Author/illustrator Anastasia Kierst
Author/illustrator Anastasia Kierst

I’m an author/illustrator. I was dragged (kicking and screaming) in to illustration when a family friend asked me to illustrate Hummingbird Heaven. The project seemed daunting but when I finished, I decided that the next book I illustrated would be my own. That decision became Imagination Vacation Yellowstone.

 

Here’s an interview from the My Writing Process Blog Tour, that sums up quite a bit about who I am as an author/illustrator:

WHAT ARE YOU WORKING ON?

Right now I’m wrapping up the illustrations for Goldibear and the Three Campers (now in print). The idea came to me as I sat in the car in a parking lot in Boulder, Colorado. We spend a lot of time in the mountains there and I’d read The Beast in the Garden, an account of the cougar related tragedies that shook the Boulder area in the late 1980s. It had me thinking about the complicated relationships between wildlife and people who live on the fringes of the wilderness. From that heavy material the idea for a retelling of the classic fairy tale, Goldilocks and the Three Bears, emerged. I’m hoping that this book will spread the word that responsible, bear-conscious living will keep both bears and people safe.

HOW DOES YOUR WORK DIFFER FROM OTHERS OF ITS GENRE?

I try to write with a venue in mind. I travel a lot and sometimes a story just seems to grow from a place. This was definitely the case with the Imagination Vacation Series. Having a venue in mind makes my books enticing to the gift shop market and keeps my work from getting lost in the shuffle of traditional bookstores.
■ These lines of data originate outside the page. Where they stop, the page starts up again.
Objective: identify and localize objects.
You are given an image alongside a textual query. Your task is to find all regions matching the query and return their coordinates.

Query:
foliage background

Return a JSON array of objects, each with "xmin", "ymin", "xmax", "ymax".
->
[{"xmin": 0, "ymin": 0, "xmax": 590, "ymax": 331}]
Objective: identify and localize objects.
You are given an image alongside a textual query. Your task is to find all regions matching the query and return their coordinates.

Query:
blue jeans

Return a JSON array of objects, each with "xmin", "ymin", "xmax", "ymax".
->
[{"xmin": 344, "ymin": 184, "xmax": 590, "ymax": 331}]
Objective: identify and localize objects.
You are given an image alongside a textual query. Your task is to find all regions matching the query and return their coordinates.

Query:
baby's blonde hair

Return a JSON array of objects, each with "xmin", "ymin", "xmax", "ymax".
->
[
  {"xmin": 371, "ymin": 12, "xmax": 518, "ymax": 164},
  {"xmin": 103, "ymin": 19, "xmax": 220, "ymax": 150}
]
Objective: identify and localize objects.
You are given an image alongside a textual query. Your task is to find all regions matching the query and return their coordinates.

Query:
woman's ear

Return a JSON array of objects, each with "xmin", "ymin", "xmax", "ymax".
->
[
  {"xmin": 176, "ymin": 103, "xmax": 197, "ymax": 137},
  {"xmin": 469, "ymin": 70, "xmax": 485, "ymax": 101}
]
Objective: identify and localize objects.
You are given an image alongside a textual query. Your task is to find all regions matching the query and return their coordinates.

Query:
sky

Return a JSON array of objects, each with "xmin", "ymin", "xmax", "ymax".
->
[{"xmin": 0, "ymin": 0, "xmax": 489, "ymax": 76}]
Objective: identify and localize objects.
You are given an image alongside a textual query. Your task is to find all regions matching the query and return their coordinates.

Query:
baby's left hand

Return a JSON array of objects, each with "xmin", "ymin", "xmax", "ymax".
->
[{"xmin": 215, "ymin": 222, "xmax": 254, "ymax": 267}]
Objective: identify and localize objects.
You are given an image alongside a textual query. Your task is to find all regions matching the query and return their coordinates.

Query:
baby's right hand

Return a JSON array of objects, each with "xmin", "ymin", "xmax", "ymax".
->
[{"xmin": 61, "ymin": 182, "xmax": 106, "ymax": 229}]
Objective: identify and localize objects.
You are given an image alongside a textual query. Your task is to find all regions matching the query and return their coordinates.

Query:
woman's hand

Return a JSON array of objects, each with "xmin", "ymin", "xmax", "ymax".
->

WHY DO YOU WRITE WHAT YOU DO?

Anastasia (left) backpacking with her parents in Yellowstone National Park
Anastasia (left) backpacking with her parents in Yellowstone National Park

I write with an education/conservation mindset. My family spent a lot of time traveling, camping and exploring the great outdoors. My dad is a geologist and my mom an artist so family vacations had a way of turning into field trips and artistic and scholarly expeditions. I always felt that my parents were my best and first teachers. They’ve definitely been the inspiration for the Imagination Vacation series. The series teaches geology as it follows the fictional family on their adventures. Lesson plans in the back of the book make it easy to expand learning. My hope is that it will inspire families to see vacation time as an opportunity for a memorable, educational adventure.

Conserving biodiversity is the theme behind P is for Pangolin, an alphabet of obscure, endangered and underappreciated animals. There are so many creatures that are on the brink of extinction and yet are practically unheard of to the general public. The book has lesson plans in the back that teach conservation and a “Learn More or Donate” section where I’ve listed reputable conservation organizations that work to protect the forgotten species.

HOW DOES YOUR WRITING & ILLUSTRATION PROCESS WORK?

studio
My studio!

This question makes me laugh because sometimes it seems to work so slowly! I guess it begins with a quick jotting down of the general story or idea. I do all of my own illustration, layout and book design so the next step is choosing a format/size for the book. Then I set up a file and add the pages, deciding how the text will fall and where page breaks will be. Once I have an idea of how much text will occupy the pages I move on to story-boarding with thumbnail sketches. Somewhere along the way the process of researching and fact-checking kicks in. I love research and I’ll spend hours on details, like making sure that the plants and animals are appropriate to the geologic era I’m depicting. Illustration is definitely the most difficult and time-consuming part of the process but I also find it to be the most rewarding part of the process. I illustrate in a watercolor collage style. I have kind of a mad scientist approach to watercolor; tossing everything from salt, rubbing alcohol, string, plastic, leaves, spaghetti, even hair onto the paint to get the effects I’m looking for. Once I’m happy with a painted piece I scan it and assemble the collage in PhotoShop. Layout is completed in InDesign and then it’s off to my wonderful editor, Ashley Argyle.